Machine Learning Deployment using AWS SageMaker

Code and associated files

This repository contains code and associated files for deploying ML models using AWS SageMaker. This repository consists of a number of tutorial notebooks for various coding exercises, mini-projects, and project files that will be used to supplement the lessons of the Nanodegree.

Table Of Contents

Tutorials

  • Boston Housing (Batch Transform) - High Level is the simplest notebook which introduces you to the SageMaker ecosystem and how everything works together. The data used is already clean and tabular so that no additional processing needs to be done. Uses the Batch Transform method to test the fit model.
  • Boston Housing (Batch Transform) - Low Level performs the same analysis as the low level notebook, instead using the low level api. As a result it is a little more verbose, however, it has the advantage of being more flexible. It is a good idea to know each of the methods even if you only use one of them.
  • Boston Housing (Deploy) - High Level is a variation on the Batch Transform notebook of the same name. Instead of using Batch Transform to test the model, it deploys and then sends the test data to the deployed endpoint.
  • Boston Housing (Deploy) - Low Level is again a variant of the Batch Transform notebook above. This time using the low level api and again deploys the model and sends the test data to it rather than using the batch transform method.
  • IMDB Sentiment Analysis - XGBoost - Web App creates a sentiment analysis model using XGBoost and deploys the model to an endpoint. Then describes how to set up AWS Lambda and API Gateway to create a simple web app that interacts with the deployed endpoint.
  • Boston Housing (Hyperparameter Tuning) - High Level is an extension of the Boston Housing XGBoost model where instead of training a single model, the hyperparameter tuning functionality of SageMaker is used to train a number of different models, ultimately using the best performing model.
  • Boston Housing (Hyperparameter Tuning) - Low Level is a variation of the high level hyperparameter tuning notebook, this time using the low level api to create each of the objects involved in constructing a hyperparameter tuning job.
  • Boston Housing - Updating an Endpoint is another extension of the Boston Housing XGBoost model where in addition we construct a Linear model and switch a deployed endpoint between the two constructed models. In addition, we look at creating an endpoint which simulates performing an A/B test by sending some portion of the incoming inference requests to the XGBoost model and the rest to the Linear model.

Mini-Projects

  • IMDB Sentiment Analysis - XGBoost (Batch Transform) is a notebook that is to be completed which leads you through the steps of constructing a model using XGBoost to perform sentiment analysis on the IMDB dataset.
  • IMDB Sentiment Analysis - XGBoost (Hyperparameter Tuning) is a notebook that is to be completed and which leads you through the steps of constructing a sentiment analysis model using XGBoost and using SageMaker's hyperparameter tuning functionality to test a number of different hyperparameters.
  • IMDB Sentiment Analysis - XGBoost (Updating a Model) is a notebook that is to be completed and which leads you through the steps of constructing a sentiment analysis model using XGBoost and then exploring what happens if something changes in the underlying distribution. After exploring a change in data over time you will construct an updated model and then update a deployed endpoint so that it makes use of the new model.

Project

Sentiment Analysis Web App is a notebook and collection of Python files to be completed. The result is a deployed RNN performing sentiment analysis on movie reviews complete with publicly accessible API and a simple web page which interacts with the deployed endpoint. This project assumes that you have some familiarity with SageMaker. Completing the XGBoost Sentiment Analysis notebook should suffice.

Setup Instructions

The notebooks provided in this repository are intended to be executed using Amazon's SageMaker platform. The following is a brief set of instructions on setting up a managed notebook instance using SageMaker, from which the notebooks can be completed and run.
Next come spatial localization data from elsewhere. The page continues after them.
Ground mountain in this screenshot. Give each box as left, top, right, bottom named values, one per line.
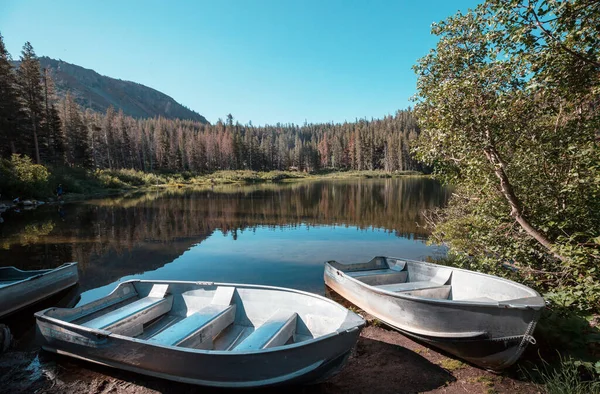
left=13, top=56, right=209, bottom=123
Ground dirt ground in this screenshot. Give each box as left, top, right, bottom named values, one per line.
left=0, top=315, right=541, bottom=394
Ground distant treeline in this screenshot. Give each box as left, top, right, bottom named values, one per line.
left=0, top=36, right=424, bottom=173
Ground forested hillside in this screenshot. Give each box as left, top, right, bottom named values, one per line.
left=0, top=36, right=424, bottom=174
left=11, top=57, right=209, bottom=123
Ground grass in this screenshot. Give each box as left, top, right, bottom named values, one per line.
left=474, top=376, right=495, bottom=386
left=347, top=306, right=361, bottom=314
left=368, top=318, right=383, bottom=327
left=466, top=375, right=497, bottom=393
left=521, top=355, right=600, bottom=394
left=439, top=358, right=466, bottom=371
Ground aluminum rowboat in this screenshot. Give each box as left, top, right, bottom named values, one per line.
left=36, top=280, right=364, bottom=388
left=0, top=262, right=79, bottom=318
left=324, top=256, right=544, bottom=370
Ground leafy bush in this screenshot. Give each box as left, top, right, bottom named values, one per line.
left=522, top=355, right=600, bottom=394
left=48, top=166, right=101, bottom=195
left=535, top=307, right=600, bottom=361
left=414, top=1, right=600, bottom=313
left=0, top=154, right=51, bottom=198
left=94, top=171, right=128, bottom=189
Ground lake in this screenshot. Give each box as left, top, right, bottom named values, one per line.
left=0, top=178, right=449, bottom=306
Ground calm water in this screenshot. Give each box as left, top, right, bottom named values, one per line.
left=0, top=178, right=449, bottom=305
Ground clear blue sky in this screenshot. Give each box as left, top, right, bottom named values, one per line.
left=0, top=0, right=478, bottom=125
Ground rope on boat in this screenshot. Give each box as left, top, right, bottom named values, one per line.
left=518, top=308, right=542, bottom=348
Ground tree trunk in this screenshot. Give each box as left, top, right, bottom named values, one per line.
left=483, top=145, right=564, bottom=261
left=32, top=117, right=40, bottom=164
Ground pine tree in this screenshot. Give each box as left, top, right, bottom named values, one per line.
left=16, top=41, right=44, bottom=164
left=61, top=93, right=92, bottom=167
left=0, top=32, right=24, bottom=158
left=42, top=67, right=65, bottom=164
left=101, top=106, right=115, bottom=168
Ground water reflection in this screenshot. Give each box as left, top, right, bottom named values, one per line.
left=0, top=178, right=449, bottom=301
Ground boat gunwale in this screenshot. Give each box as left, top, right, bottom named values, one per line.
left=0, top=262, right=78, bottom=289
left=36, top=279, right=365, bottom=356
left=325, top=256, right=544, bottom=310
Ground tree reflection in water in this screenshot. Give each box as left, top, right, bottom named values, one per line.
left=0, top=178, right=450, bottom=297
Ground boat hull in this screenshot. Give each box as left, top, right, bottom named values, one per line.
left=0, top=263, right=79, bottom=319
left=35, top=281, right=363, bottom=388
left=324, top=262, right=542, bottom=371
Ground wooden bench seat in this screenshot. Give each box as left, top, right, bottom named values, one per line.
left=348, top=269, right=396, bottom=278
left=376, top=281, right=452, bottom=299
left=349, top=269, right=409, bottom=286
left=148, top=304, right=236, bottom=348
left=82, top=295, right=173, bottom=336
left=233, top=310, right=297, bottom=352
left=375, top=281, right=443, bottom=292
left=148, top=285, right=237, bottom=349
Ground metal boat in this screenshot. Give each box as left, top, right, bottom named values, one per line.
left=35, top=280, right=365, bottom=388
left=324, top=256, right=544, bottom=370
left=0, top=262, right=79, bottom=319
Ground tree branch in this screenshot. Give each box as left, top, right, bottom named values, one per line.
left=483, top=145, right=565, bottom=261
left=529, top=6, right=600, bottom=69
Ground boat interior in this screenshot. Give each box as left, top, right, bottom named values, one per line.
left=41, top=281, right=363, bottom=352
left=328, top=256, right=541, bottom=304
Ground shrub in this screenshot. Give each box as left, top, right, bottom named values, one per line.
left=522, top=355, right=600, bottom=394
left=0, top=154, right=51, bottom=199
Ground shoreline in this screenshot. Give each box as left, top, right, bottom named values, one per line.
left=0, top=169, right=427, bottom=208
left=0, top=315, right=539, bottom=394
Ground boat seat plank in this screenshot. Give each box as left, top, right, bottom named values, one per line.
left=148, top=286, right=237, bottom=348
left=347, top=269, right=398, bottom=278
left=349, top=269, right=409, bottom=286
left=375, top=281, right=446, bottom=292
left=67, top=292, right=138, bottom=323
left=211, top=286, right=235, bottom=306
left=148, top=304, right=236, bottom=348
left=82, top=295, right=173, bottom=336
left=233, top=310, right=298, bottom=351
left=403, top=285, right=452, bottom=300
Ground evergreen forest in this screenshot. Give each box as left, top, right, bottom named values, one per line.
left=0, top=35, right=424, bottom=176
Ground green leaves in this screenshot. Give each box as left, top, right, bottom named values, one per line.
left=0, top=154, right=50, bottom=198
left=414, top=0, right=600, bottom=313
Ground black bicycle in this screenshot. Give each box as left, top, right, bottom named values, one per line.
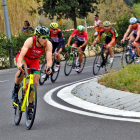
left=64, top=45, right=86, bottom=76
left=93, top=43, right=114, bottom=75
left=39, top=56, right=60, bottom=85
left=121, top=40, right=138, bottom=67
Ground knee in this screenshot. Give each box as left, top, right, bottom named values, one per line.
left=33, top=79, right=38, bottom=87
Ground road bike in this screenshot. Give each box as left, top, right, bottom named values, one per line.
left=13, top=65, right=38, bottom=130
left=93, top=43, right=114, bottom=75
left=121, top=40, right=138, bottom=67
left=39, top=55, right=60, bottom=85
left=64, top=45, right=86, bottom=76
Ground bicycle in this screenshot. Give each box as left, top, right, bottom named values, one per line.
left=121, top=40, right=138, bottom=67
left=13, top=65, right=38, bottom=130
left=93, top=43, right=114, bottom=75
left=64, top=45, right=86, bottom=76
left=39, top=55, right=60, bottom=85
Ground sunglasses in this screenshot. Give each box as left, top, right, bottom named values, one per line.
left=131, top=23, right=136, bottom=25
left=52, top=28, right=58, bottom=31
left=40, top=35, right=49, bottom=39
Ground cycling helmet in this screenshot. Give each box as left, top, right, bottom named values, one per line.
left=129, top=17, right=137, bottom=24
left=34, top=26, right=50, bottom=36
left=50, top=22, right=58, bottom=29
left=77, top=25, right=85, bottom=31
left=103, top=21, right=111, bottom=27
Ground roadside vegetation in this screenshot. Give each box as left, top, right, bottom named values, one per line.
left=98, top=64, right=140, bottom=94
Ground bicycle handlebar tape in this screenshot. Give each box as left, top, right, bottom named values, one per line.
left=18, top=65, right=25, bottom=78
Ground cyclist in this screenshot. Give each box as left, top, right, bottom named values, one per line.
left=121, top=17, right=140, bottom=62
left=50, top=22, right=64, bottom=71
left=12, top=25, right=52, bottom=116
left=93, top=21, right=118, bottom=63
left=65, top=25, right=88, bottom=72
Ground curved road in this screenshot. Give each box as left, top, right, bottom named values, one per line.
left=0, top=56, right=140, bottom=140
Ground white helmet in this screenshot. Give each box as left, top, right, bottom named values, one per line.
left=129, top=17, right=137, bottom=24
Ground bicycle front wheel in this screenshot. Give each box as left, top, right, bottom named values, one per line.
left=25, top=84, right=37, bottom=130
left=39, top=60, right=47, bottom=85
left=76, top=53, right=86, bottom=74
left=14, top=83, right=23, bottom=125
left=93, top=53, right=102, bottom=75
left=64, top=54, right=74, bottom=76
left=51, top=59, right=60, bottom=83
left=105, top=54, right=114, bottom=73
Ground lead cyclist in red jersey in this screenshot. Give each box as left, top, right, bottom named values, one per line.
left=12, top=26, right=52, bottom=115
left=65, top=25, right=88, bottom=72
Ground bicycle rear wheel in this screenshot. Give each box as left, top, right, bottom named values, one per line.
left=25, top=84, right=37, bottom=130
left=105, top=54, right=114, bottom=73
left=64, top=54, right=74, bottom=76
left=39, top=60, right=47, bottom=85
left=93, top=53, right=102, bottom=75
left=76, top=53, right=86, bottom=74
left=14, top=83, right=23, bottom=125
left=51, top=58, right=60, bottom=83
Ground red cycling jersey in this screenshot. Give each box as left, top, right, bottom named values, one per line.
left=20, top=36, right=46, bottom=60
left=50, top=29, right=64, bottom=43
left=131, top=23, right=140, bottom=35
left=71, top=29, right=88, bottom=42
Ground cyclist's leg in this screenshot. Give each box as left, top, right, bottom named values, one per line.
left=12, top=54, right=27, bottom=102
left=78, top=46, right=86, bottom=66
left=133, top=35, right=140, bottom=56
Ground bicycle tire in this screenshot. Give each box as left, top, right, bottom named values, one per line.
left=76, top=53, right=86, bottom=74
left=104, top=53, right=114, bottom=73
left=25, top=84, right=37, bottom=130
left=14, top=83, right=23, bottom=125
left=51, top=58, right=60, bottom=83
left=121, top=50, right=127, bottom=67
left=39, top=60, right=47, bottom=85
left=93, top=53, right=102, bottom=75
left=64, top=54, right=74, bottom=76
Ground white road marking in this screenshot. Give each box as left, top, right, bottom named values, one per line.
left=44, top=78, right=140, bottom=123
left=0, top=80, right=9, bottom=83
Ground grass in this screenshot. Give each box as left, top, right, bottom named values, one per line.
left=98, top=64, right=140, bottom=94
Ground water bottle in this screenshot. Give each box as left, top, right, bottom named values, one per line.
left=103, top=52, right=106, bottom=58
left=75, top=56, right=79, bottom=66
left=130, top=48, right=135, bottom=58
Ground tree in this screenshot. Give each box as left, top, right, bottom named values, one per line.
left=34, top=0, right=99, bottom=29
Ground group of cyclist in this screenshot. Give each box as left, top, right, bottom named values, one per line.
left=12, top=16, right=140, bottom=117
Log in to the AWS console and create a notebook instance

Log in to the AWS console and go to the SageMaker dashboard. Click on 'Create notebook instance'. The notebook name can be anything and using ml.t2.medium is a good idea as it is covered under the free tier. For the role, creating a new role works fine. Using the default options is also okay. Important to note that you need the notebook instance to have access to S3 resources, which it does by default. In particular, any S3 bucket or objectt with sagemaker in the name is available to the notebook.

Use git to clone the repository into the notebook instance

Once the instance has been started and is accessible, click on 'open' to get the Jupyter notebook main page. We will begin by cloning the SageMaker Deployment github repository into the notebook instance. Note that we want to make sure to clone this into the appropriate directory so that the data will be preserved between sessions.

Click on the 'new' dropdown menu and select 'terminal'. By default, the working directory of the terminal instance is the home directory, however, the Jupyter notebook hub's root directory is under 'SageMaker'. Enter the appropriate directory and clone the repository as follows.

cd SageMaker
git clone https://github.com/udacity/sagemaker-deployment.git
exit

After you have finished, close the terminal window.

Open and run the notebook of your choice

Now that the repository has been cloned into the notebook instance you may navigate to any of the notebooks that you wish to complete or execute and work with them. Any additional instructions are contained in their respective notebooks.